Performance - PathwayAnalysisPlatform/PathwayMatcher GitHub Wiki
PathwayMatcher was benchmarked against different reference datasets covering multiple types of omics data.
Response time
In all cases, response time increases with query size until reaching a plateau indicative of a near-complete coverage of pathways for the given input type. As expected, protein identifiers provide the lowest response time, completing within less than a minute. Mapping peptides and genetic variants to proteins adds additional computation complexity resulting in response time of approximately one and two minutes, respectively. Finally, proteoform matching, the most demanding task computationally, shows a response time increasing linearly until reaching 3.5 min.
Response time of PathwayMatcher using (A) proteins in blue, (B) proteoforms in green, (C) peptides in yellow, and (D) genetic variants in red. Response time in minutes is plotted against query size.

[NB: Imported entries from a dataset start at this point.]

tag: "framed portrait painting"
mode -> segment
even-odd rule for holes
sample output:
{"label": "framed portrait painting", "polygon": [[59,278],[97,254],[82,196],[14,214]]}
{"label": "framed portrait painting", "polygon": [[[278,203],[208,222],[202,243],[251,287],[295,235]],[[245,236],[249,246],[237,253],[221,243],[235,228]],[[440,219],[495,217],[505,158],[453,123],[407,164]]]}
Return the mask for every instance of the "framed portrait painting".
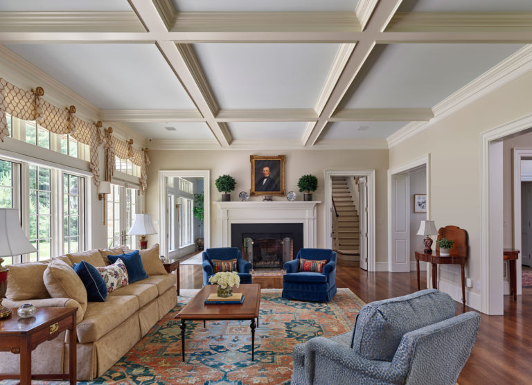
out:
{"label": "framed portrait painting", "polygon": [[427,213],[427,194],[414,195],[414,212]]}
{"label": "framed portrait painting", "polygon": [[251,155],[251,195],[285,195],[285,155]]}

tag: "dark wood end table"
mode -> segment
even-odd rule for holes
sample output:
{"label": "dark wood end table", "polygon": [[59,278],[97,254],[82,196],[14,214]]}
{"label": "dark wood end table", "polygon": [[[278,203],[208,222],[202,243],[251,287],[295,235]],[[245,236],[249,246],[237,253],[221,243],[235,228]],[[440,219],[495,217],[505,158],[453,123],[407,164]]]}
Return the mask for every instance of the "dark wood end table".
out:
{"label": "dark wood end table", "polygon": [[513,294],[513,300],[517,299],[517,277],[516,273],[516,262],[519,258],[520,251],[517,249],[504,249],[503,250],[504,260],[510,264],[510,295]]}
{"label": "dark wood end table", "polygon": [[175,270],[175,286],[177,291],[177,295],[179,295],[179,261],[174,260],[168,263],[163,263],[166,272],[170,274]]}
{"label": "dark wood end table", "polygon": [[419,284],[419,261],[426,262],[432,265],[432,288],[438,289],[438,265],[459,265],[462,269],[462,303],[466,310],[466,256],[440,256],[439,251],[428,254],[423,251],[416,251],[416,269],[418,277],[418,290],[420,290]]}
{"label": "dark wood end table", "polygon": [[[21,319],[17,309],[11,309],[10,318],[0,320],[0,351],[10,351],[20,355],[20,375],[0,375],[0,379],[20,379],[21,385],[29,385],[32,379],[68,379],[76,384],[77,307],[41,307],[35,315]],[[31,374],[31,352],[40,343],[57,337],[63,330],[69,330],[69,373]]]}
{"label": "dark wood end table", "polygon": [[233,289],[236,293],[244,295],[243,303],[205,305],[205,300],[209,294],[216,293],[217,285],[206,285],[186,304],[175,316],[181,319],[181,348],[183,361],[185,361],[185,321],[186,320],[238,320],[249,319],[251,321],[251,361],[255,360],[255,329],[257,327],[255,319],[258,323],[258,311],[260,305],[260,285],[255,283],[240,285]]}

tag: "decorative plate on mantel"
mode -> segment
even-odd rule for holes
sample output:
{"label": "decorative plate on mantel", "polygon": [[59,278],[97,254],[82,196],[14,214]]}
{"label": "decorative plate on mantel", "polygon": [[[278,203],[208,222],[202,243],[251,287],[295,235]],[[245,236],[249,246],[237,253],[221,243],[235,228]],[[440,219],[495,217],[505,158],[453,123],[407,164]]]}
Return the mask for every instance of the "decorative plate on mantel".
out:
{"label": "decorative plate on mantel", "polygon": [[248,194],[245,191],[240,191],[240,193],[238,194],[238,197],[240,198],[240,200],[242,202],[245,202],[249,199],[249,194]]}

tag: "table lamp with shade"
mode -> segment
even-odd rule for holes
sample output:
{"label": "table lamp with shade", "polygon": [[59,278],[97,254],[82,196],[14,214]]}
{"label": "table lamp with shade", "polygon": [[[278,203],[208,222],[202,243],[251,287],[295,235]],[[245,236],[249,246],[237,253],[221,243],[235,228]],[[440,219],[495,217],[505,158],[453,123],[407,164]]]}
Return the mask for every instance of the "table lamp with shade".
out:
{"label": "table lamp with shade", "polygon": [[436,229],[434,221],[421,221],[418,230],[418,235],[427,235],[423,240],[425,250],[423,251],[427,254],[432,253],[432,239],[430,235],[437,235],[438,231]]}
{"label": "table lamp with shade", "polygon": [[[17,208],[0,208],[0,257],[12,257],[35,253],[37,249],[30,243],[22,231]],[[2,267],[0,258],[0,319],[11,315],[11,310],[2,306],[2,298],[8,288],[9,269]]]}
{"label": "table lamp with shade", "polygon": [[155,230],[155,228],[152,223],[151,214],[136,214],[133,226],[132,226],[130,231],[127,231],[128,235],[141,236],[139,240],[139,248],[141,250],[145,250],[148,249],[146,235],[157,233],[157,231]]}

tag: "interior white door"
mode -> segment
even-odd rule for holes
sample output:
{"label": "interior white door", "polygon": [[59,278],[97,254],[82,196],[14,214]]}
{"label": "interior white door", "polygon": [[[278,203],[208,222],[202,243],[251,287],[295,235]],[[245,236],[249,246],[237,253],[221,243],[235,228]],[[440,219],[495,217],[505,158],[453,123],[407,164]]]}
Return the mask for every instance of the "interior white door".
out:
{"label": "interior white door", "polygon": [[368,186],[366,178],[358,183],[359,218],[360,219],[360,268],[368,269]]}
{"label": "interior white door", "polygon": [[410,271],[410,177],[391,179],[391,271]]}
{"label": "interior white door", "polygon": [[521,265],[532,266],[532,182],[521,183]]}

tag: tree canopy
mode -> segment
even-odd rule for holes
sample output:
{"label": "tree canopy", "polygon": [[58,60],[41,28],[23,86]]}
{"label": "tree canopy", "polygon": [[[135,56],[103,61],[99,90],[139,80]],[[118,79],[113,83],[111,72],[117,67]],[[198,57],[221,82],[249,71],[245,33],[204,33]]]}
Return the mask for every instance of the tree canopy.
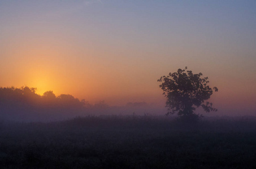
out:
{"label": "tree canopy", "polygon": [[201,73],[193,74],[185,67],[158,80],[162,82],[159,87],[167,97],[166,106],[168,109],[166,115],[177,114],[181,117],[197,118],[199,114],[194,112],[199,106],[207,112],[217,111],[212,108],[211,103],[205,101],[210,99],[213,91],[218,91],[218,88],[210,87],[208,77],[201,78],[202,75]]}

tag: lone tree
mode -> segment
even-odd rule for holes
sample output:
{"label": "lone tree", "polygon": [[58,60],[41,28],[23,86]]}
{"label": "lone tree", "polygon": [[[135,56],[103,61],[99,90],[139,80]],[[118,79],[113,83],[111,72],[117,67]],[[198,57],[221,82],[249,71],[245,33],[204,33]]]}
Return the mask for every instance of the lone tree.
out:
{"label": "lone tree", "polygon": [[[201,73],[193,74],[192,71],[186,69],[186,66],[183,70],[179,69],[177,72],[170,73],[168,75],[161,77],[158,80],[162,82],[159,87],[167,98],[166,106],[168,109],[166,115],[177,113],[181,119],[193,120],[202,117],[194,113],[199,106],[207,112],[216,112],[217,109],[212,107],[212,103],[205,102],[213,92],[208,85],[208,77],[201,78]],[[216,87],[213,90],[218,91]]]}

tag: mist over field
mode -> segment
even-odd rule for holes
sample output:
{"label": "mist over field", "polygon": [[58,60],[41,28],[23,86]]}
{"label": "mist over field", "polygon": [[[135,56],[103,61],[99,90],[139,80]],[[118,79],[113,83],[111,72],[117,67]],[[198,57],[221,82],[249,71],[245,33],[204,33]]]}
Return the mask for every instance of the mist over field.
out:
{"label": "mist over field", "polygon": [[0,1],[0,168],[256,168],[256,1]]}

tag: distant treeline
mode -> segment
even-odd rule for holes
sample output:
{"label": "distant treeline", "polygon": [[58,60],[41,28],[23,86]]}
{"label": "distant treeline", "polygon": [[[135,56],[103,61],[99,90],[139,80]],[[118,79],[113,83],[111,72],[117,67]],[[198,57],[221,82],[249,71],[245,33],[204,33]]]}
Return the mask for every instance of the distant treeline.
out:
{"label": "distant treeline", "polygon": [[53,121],[89,114],[143,114],[158,112],[145,102],[110,106],[104,101],[90,104],[72,95],[55,95],[52,91],[42,96],[36,88],[0,87],[0,120]]}
{"label": "distant treeline", "polygon": [[36,91],[36,88],[27,86],[1,87],[0,117],[19,120],[28,119],[28,117],[38,118],[39,115],[53,117],[57,113],[64,115],[83,111],[86,104],[84,100],[80,101],[71,95],[56,96],[49,91],[40,96]]}

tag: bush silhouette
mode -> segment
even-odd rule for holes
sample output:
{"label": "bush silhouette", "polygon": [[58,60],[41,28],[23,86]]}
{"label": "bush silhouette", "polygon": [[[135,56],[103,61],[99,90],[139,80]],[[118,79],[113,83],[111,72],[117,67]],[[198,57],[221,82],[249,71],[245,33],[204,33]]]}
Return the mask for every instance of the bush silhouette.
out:
{"label": "bush silhouette", "polygon": [[[158,80],[162,82],[159,87],[167,97],[166,106],[168,107],[168,114],[177,113],[181,120],[196,121],[202,115],[196,114],[194,111],[202,106],[209,112],[216,112],[212,104],[205,100],[210,99],[213,90],[208,85],[208,77],[201,78],[201,73],[193,74],[191,70],[179,69],[177,72],[170,73],[167,76],[162,76]],[[213,87],[218,91],[216,87]]]}

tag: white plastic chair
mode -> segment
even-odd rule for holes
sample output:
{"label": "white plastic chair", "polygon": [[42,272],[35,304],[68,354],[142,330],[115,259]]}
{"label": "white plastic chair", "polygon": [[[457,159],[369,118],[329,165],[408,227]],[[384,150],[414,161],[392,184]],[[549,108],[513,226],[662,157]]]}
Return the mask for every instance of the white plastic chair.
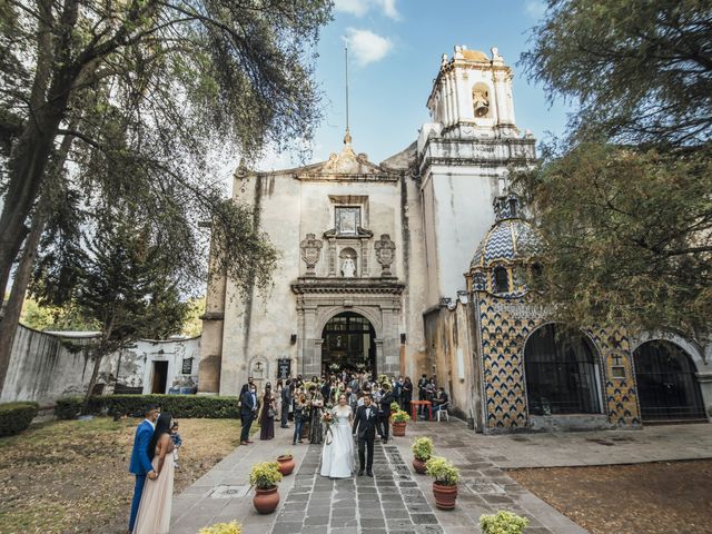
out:
{"label": "white plastic chair", "polygon": [[445,418],[447,419],[447,422],[449,423],[449,414],[447,413],[447,405],[449,403],[445,403],[443,405],[441,405],[441,407],[437,411],[437,422],[441,422],[441,414],[445,415]]}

Mean is displayed as solid line and 95% range as ribbon.
Datasets
Proteins
- The Human protein set from Uniprot/Swiss-Prot which are manually annotated and reviewed (release 2017_10).
- The list of all annotated proteins in Reactome version 63
MATCH (pe:PhysicalEntity)-[:referenceEntity]->(re:ReferenceEntity)
WHERE pe.speciesName = "Homo sapiens" AND re.databaseName = "UniProt"
RETURN DISTINCT (CASE WHEN size(re.variantIdentifier) > 0 THEN re.variantIdentifier ELSE re.identifier END) as proteinAccession
ORDER by proteinAccession
Proteoforms
The list of all annotated proteoforms in Reactome. Query for Neo4j:
MATCH (pe:PhysicalEntity{speciesName:'Homo sapiens'})-[:referenceEntity]->(re:ReferenceEntity{databaseName:'UniProt'})
WITH DISTINCT pe, re
OPTIONAL MATCH (pe)-[:hasModifiedResidue]->(tm:TranslationalModification)-[:psiMod]->(mod:PsiMod)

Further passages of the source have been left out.